Personal information
- Full name: Aleksandr Gennadyevich Anyukov
- Date of birth: 28 September 1982 (age 43)
- Place of birth: Kuibyshev, Soviet Union
- Height: 1.78 m (5 ft 10 in)
- Position: Right back

Team information
- Current team: FC Zenit Saint Petersburg (assistant coach)

Senior career*
- Years: Team / Apps / (Gls)
- 2000: Krylia Sovetov-2 Samara / 18 / (1)
- 2000–2005: Krylia Sovetov Samara / 71 / (3)
- 2005–2020: Zenit St. Petersburg / 272 / (11)
- 2018: → Zenit-2 St. Petersburg / 6 / (1)
- 2019–2020: → Krylia Sovetov Samara (loan) / 18 / (0)

International career
- 2003: Russia U-21 / 4 / (0)
- 2003: Russia-2 / 2 / (0)
- 2004–2013: Russia / 79 / (1)

Managerial career
- 2019: FC Zenit Saint Petersburg (assistant)
- 2020–: FC Zenit Saint Petersburg (assistant)

= Aleksandr Anyukov =

Russian footballer

Aleksandr Gennadyevich Anyukov (Александр Геннадьевич Анюков; born 28 September 1982) is a Russian association football coach and a former player, who played as a right-back. He is an assistant coach with FC Zenit Saint Petersburg.

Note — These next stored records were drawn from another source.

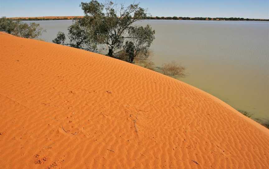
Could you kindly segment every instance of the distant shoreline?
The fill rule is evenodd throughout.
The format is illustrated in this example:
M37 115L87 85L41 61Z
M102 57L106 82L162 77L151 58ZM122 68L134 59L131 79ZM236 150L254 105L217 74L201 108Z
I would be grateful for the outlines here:
M73 20L79 18L82 18L82 16L69 16L63 17L13 17L8 18L16 20L21 21L44 21L54 20ZM269 19L249 19L243 18L224 18L224 17L149 17L145 19L158 20L193 20L204 21L269 21Z

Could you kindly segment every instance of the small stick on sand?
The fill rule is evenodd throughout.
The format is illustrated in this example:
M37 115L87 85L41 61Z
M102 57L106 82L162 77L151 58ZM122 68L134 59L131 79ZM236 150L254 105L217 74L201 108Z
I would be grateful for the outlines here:
M110 150L109 149L106 149L107 150L109 150L110 151L111 151L112 152L114 152L113 150Z
M64 127L62 125L62 128L63 128L63 129L64 130L64 131L65 132L65 133L67 133L67 132L64 129Z
M106 116L108 116L108 115L107 114L105 114L104 113L102 113L102 114L103 114L103 115L104 115L104 116L105 115L106 115Z
M137 128L136 128L136 125L135 124L135 122L136 122L136 120L134 120L134 127L135 128L135 132L136 132L136 134L138 135L138 132L137 131Z
M195 161L194 160L191 160L191 161L193 161L195 163L196 163L196 164L198 164L198 165L199 165L199 164L198 162L196 162L196 161Z

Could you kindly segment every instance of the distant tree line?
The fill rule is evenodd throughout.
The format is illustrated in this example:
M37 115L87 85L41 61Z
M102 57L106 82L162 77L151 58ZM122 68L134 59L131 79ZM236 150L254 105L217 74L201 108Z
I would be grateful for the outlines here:
M39 24L28 24L3 17L0 18L0 31L17 36L34 39L41 36L46 30L40 27Z
M70 17L68 18L68 17L64 18L45 18L45 17L30 17L28 18L18 18L16 19L13 19L15 20L18 20L19 21L50 21L50 20L75 20L78 19L78 18L77 17Z
M239 17L148 17L146 19L157 19L167 20L225 20L225 21L268 21L269 19L249 19Z
M74 17L55 17L55 18L46 18L46 17L30 17L26 18L11 18L16 20L20 21L43 21L43 20L76 20L78 19L79 18ZM268 21L269 19L249 19L248 18L243 18L239 17L150 17L148 16L143 19L157 19L157 20L221 20L221 21Z

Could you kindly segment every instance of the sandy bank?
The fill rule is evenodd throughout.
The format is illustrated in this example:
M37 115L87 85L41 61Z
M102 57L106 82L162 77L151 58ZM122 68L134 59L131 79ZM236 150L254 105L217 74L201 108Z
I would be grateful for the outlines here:
M84 51L0 43L2 168L269 166L269 130L204 92Z

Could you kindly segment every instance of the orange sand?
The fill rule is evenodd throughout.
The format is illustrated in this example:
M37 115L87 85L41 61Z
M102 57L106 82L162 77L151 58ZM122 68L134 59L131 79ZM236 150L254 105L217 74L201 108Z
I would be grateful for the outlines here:
M268 168L269 130L204 91L101 55L0 40L1 168Z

He made his senior debut in 2004, represented his nation for two European Championships and earned over 70 international appearances. He won the Russian Premier League with Zenit Saint Petersburg 5 times.

== Club career ==
Aleksandr Anyukov attended football school in Samara since the age of six. In 2000, he started playing for the reserve team of Krylia Sovetov Samara in the Second Division. He was noticed by Aleksandr Tarkhanov and invited to the first team. Anyukov debuted in the Russian Premier League on 14 October 2000 in a match against Zenit Saint Petersburg. He has played in Krylia Sovetov until mid-2005. During this time he became an international player. He has also appeared at Euro 2004.

In July 2005 Anyukov transferred to Zenit Saint Petersburg. He reached the quarterfinal of UEFA Cup 2005-06 and then won the UEFA Cup 2007-08 with them.

On 25 June 2019, Zenit announced that Anyukov has joined the team's coaching staff. On 14 July 2019 Anyukov came out of retirement to join Krylia Sovetov Samara on loan for the 2019–20 season.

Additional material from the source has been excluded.